“No Longer Any Male And Female”? Galatians 3, Baptismal Identity, And The Question Of An Evangelical Hermeneutic -- By: Kirsten Laurel Guidero

Journal: Priscilla Papers
Volume: PP 33:3 (Summer 2019)
Article: “No Longer Any Male And Female”? Galatians 3, Baptismal Identity, And The Question Of An Evangelical Hermeneutic
Author: Kirsten Laurel Guidero


“No Longer Any Male And Female”?
Galatians 3, Baptismal Identity, And
The Question Of An Evangelical Hermeneutic

Kirsten Laurel Guidero

Kirsten Guidero teaches humanities and theology in the John Wesley Honors College at Indiana Wesleyan University in Marion, Indiana. She holds an MA from Wheaton College and is completing a PhD in systematic theology from Marquette University. Kirsten is a candidate for ordination to the priesthood in the Episcopal Diocese of Milwaukee, Wisconsin.
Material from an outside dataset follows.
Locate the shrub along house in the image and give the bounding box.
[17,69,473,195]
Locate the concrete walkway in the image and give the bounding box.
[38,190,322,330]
Evangelical Christianity stands at a crossroads. The claim itself may portend nothing revolutionary: the movement regularly faces such conditions as a by-product of its drive to reform Christianity and its sense of urgency in so doing. But at the moment, the specific choices confronting the community complicate the narrative it has long cherished concerning the scope and promise of its Bible- and cross-centric, conversionist, actively evangelizing faith—sometimes called the evangelical quadrilateral.1 In place of the cross, a significant number of American evangelicals take political power and control as their guiding motive. In denial of the need to be ever more converted to the Christ disclosed on that cross, demeaning and converting others by force often takes center stage. Meanwhile, the deeply rooted social holiness animating earlier evangelicals appears substantially rotted away by hypocrisy.

One way to situate the neglect of three sides of the quadrilateral is to consider how they interplay with the fourth leg—the ostensible commitment to a high theology of Scripture in which biblical texts form the basis for the other three legs. But the ongoing crises of evangelicalism evince a long-running and deeply-situated problem for the movement: many of its adherents do not, in fact, know how to read the very texts they claim establish their distinctive identity. A refreshed approach to biblical interpretation represents a non-negotiable plank without which evangelicalism surely will continue to destroy itself.

Evangelicalism can find a foothold in renewed practices of reading Scripture. This article first illustrates the larger problems haunting evangelical patterns of reading Scripture by analyzing as a test case two prevalent evangelical interpretations of Gal 3:26–29.2 One of these interpretations arises from within the evangelical communities; the other represents a cluster of interpretations adapted by evangelicals. Both approaches, by attempting to find in the text a rubber-stamp justification of gender roles, fail the evangelical quadrilateral.